A final decision by PRV can, according to the Trademarks Act, be appealed against to the Court of Patent Appeals within two months of the date of the decision. This provision means that the final decision in such cases as the registration of a new owner can be appealed against and, as clearly shown by the Administrative Procedure Act, that such a decision can be appealed against by the person who the decision concerns, if it has gone against him or her. A decision to register a new owner can, therefore, be appealed against by the previous owner even if he or she is not the applicant in the case.
A final decision in a case regarding the registration of a trademark can only be appealed against by the applicant. The same applies for a final decision in a case regarding whether an international trademark registration should be valid in Sweden.

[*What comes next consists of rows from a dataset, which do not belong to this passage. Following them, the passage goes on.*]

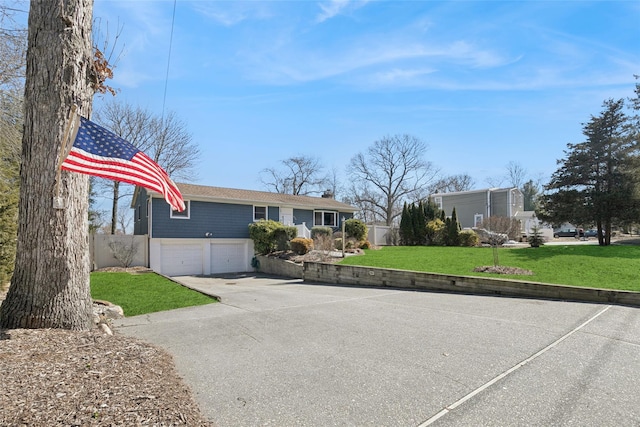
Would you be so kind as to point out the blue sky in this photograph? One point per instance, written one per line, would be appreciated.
(482, 83)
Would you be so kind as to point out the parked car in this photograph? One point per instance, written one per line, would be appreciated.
(566, 232)
(592, 233)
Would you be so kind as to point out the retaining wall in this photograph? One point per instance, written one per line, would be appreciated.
(370, 276)
(279, 267)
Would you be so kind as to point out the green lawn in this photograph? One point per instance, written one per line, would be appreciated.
(610, 267)
(143, 293)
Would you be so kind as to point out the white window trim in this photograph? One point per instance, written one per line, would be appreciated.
(478, 219)
(335, 214)
(178, 215)
(438, 201)
(266, 212)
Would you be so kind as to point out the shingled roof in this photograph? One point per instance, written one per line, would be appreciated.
(234, 195)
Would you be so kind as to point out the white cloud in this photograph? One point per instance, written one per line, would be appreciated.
(333, 8)
(232, 13)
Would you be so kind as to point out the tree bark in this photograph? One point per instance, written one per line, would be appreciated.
(50, 285)
(114, 207)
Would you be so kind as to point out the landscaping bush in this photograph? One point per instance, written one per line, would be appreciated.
(283, 235)
(319, 231)
(301, 246)
(468, 238)
(270, 235)
(435, 231)
(356, 228)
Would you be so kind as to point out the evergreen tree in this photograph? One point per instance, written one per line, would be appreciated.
(453, 229)
(419, 224)
(597, 181)
(431, 210)
(406, 227)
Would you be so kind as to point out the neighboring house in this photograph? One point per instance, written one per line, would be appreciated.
(212, 235)
(473, 207)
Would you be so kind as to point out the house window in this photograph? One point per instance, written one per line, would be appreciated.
(259, 212)
(477, 220)
(438, 202)
(185, 214)
(325, 218)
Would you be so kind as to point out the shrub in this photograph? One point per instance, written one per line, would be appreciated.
(269, 235)
(435, 231)
(468, 238)
(355, 228)
(319, 231)
(283, 235)
(301, 246)
(535, 239)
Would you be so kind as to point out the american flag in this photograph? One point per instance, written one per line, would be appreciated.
(99, 152)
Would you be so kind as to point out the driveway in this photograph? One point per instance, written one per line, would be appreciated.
(280, 352)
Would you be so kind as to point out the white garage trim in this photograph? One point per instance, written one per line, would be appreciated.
(173, 257)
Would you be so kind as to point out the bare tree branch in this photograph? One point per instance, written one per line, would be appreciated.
(391, 171)
(300, 175)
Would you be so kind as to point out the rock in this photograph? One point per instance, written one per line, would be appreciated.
(103, 311)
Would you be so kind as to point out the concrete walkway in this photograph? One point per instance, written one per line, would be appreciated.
(280, 352)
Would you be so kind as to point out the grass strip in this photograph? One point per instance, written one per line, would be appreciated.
(143, 293)
(607, 267)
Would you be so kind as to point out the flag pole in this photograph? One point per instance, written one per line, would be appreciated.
(64, 151)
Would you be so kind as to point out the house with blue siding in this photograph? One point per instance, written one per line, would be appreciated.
(211, 235)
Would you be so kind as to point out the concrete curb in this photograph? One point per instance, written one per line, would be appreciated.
(380, 277)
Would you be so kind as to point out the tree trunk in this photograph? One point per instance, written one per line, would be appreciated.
(114, 206)
(50, 284)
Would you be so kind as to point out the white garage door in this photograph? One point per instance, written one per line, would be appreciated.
(228, 258)
(181, 260)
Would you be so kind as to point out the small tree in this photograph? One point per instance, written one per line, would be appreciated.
(535, 239)
(406, 227)
(419, 221)
(452, 230)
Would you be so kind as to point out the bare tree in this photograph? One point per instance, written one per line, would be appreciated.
(300, 175)
(132, 124)
(452, 183)
(167, 141)
(390, 172)
(13, 49)
(172, 147)
(516, 174)
(50, 284)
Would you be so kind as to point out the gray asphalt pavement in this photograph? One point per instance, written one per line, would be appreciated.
(280, 352)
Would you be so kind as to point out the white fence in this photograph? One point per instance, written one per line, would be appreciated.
(105, 249)
(380, 235)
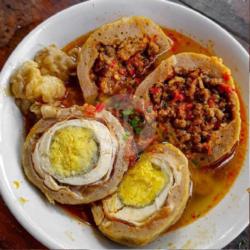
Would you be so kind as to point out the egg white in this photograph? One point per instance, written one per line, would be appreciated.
(114, 207)
(107, 150)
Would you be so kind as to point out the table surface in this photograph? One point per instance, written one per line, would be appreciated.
(18, 17)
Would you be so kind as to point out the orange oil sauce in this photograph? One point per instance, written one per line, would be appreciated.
(209, 186)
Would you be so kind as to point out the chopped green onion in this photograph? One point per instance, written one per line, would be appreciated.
(127, 112)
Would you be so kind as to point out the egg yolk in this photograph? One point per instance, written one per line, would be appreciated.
(142, 184)
(73, 151)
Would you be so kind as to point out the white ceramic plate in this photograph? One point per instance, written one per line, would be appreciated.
(49, 224)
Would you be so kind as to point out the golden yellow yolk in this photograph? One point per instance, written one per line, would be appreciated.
(73, 151)
(142, 184)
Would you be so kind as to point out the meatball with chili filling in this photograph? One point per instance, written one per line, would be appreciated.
(137, 117)
(196, 106)
(118, 56)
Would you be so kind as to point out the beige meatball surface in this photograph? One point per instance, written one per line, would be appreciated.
(55, 62)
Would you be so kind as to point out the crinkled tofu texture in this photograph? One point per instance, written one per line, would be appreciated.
(55, 62)
(28, 83)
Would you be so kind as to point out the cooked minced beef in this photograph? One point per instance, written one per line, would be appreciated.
(194, 104)
(119, 68)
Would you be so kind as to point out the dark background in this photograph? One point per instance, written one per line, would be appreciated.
(18, 17)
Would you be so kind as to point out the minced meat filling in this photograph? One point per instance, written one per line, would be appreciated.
(194, 104)
(119, 68)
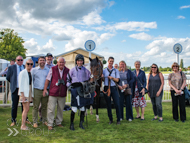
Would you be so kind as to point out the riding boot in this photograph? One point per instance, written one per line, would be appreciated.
(72, 120)
(81, 119)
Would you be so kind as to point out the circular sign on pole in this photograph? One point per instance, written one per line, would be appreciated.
(90, 45)
(177, 48)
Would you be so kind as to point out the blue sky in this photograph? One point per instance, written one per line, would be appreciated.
(129, 30)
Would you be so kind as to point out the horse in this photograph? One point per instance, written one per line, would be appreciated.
(96, 68)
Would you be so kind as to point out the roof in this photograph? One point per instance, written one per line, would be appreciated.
(79, 51)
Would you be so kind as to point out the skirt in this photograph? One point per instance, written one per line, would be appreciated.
(27, 99)
(138, 101)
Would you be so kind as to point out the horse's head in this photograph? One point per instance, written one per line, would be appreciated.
(96, 68)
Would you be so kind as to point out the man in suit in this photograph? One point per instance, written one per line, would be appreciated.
(12, 77)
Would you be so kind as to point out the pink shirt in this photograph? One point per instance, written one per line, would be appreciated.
(49, 76)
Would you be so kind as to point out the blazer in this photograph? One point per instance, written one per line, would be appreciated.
(12, 77)
(142, 77)
(23, 82)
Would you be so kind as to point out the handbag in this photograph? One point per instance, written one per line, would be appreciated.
(186, 91)
(146, 90)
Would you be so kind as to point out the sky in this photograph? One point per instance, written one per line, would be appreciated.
(128, 30)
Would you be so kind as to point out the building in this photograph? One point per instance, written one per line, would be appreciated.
(70, 56)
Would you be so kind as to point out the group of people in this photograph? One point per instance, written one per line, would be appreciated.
(136, 82)
(46, 86)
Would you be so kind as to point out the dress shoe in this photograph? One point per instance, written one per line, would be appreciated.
(35, 125)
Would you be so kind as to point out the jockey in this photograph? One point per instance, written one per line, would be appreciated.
(75, 77)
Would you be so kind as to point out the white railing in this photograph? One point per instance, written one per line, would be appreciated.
(166, 96)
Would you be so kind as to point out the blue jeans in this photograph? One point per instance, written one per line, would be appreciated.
(157, 105)
(128, 102)
(115, 96)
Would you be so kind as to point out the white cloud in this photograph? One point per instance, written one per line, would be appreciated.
(186, 6)
(159, 52)
(111, 3)
(34, 48)
(129, 26)
(81, 37)
(181, 17)
(141, 36)
(92, 18)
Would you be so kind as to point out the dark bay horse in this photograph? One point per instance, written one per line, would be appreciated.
(96, 68)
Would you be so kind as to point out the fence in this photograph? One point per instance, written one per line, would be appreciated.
(6, 100)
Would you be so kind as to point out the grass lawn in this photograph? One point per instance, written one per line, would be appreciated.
(137, 131)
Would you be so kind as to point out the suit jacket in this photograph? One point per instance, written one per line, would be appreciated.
(12, 77)
(142, 77)
(23, 81)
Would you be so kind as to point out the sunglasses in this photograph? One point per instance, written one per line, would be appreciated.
(29, 64)
(20, 60)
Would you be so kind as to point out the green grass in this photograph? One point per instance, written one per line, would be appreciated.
(131, 132)
(163, 72)
(166, 96)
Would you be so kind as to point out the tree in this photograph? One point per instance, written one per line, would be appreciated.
(181, 64)
(11, 45)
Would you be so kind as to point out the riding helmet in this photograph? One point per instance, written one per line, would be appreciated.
(79, 57)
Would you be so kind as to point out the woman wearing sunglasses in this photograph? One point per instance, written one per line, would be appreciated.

A final decision based on opposition to a registration can only be appealed against by the owner of the trademark and by the opponent.
For decisions in cases regarding administrative revocation of a registration, special rules apply, meaning the above-mentioned provision does not apply.
A decision regarding administrative revocation cannot be appealed against. Instead, the owner has the possibility of applying for recovery, meaning applying to get their registration back.
A decision by PRV to refer a case regarding administrative revocation to the district court cannot be appealed against. Neither can a decision to dismiss on the grounds that the applicant did not request a referral to the district court in time.
Other decisions in cases regarding administrative revocation can be appealed against to the district court within three weeks of the date of the decision. The general rules regarding the jurisdiction of courts in civil suits apply. In the event that no court has jurisdiction according to the Judicial Code, Stockholm's District Court constitutes a so-called reserve forum.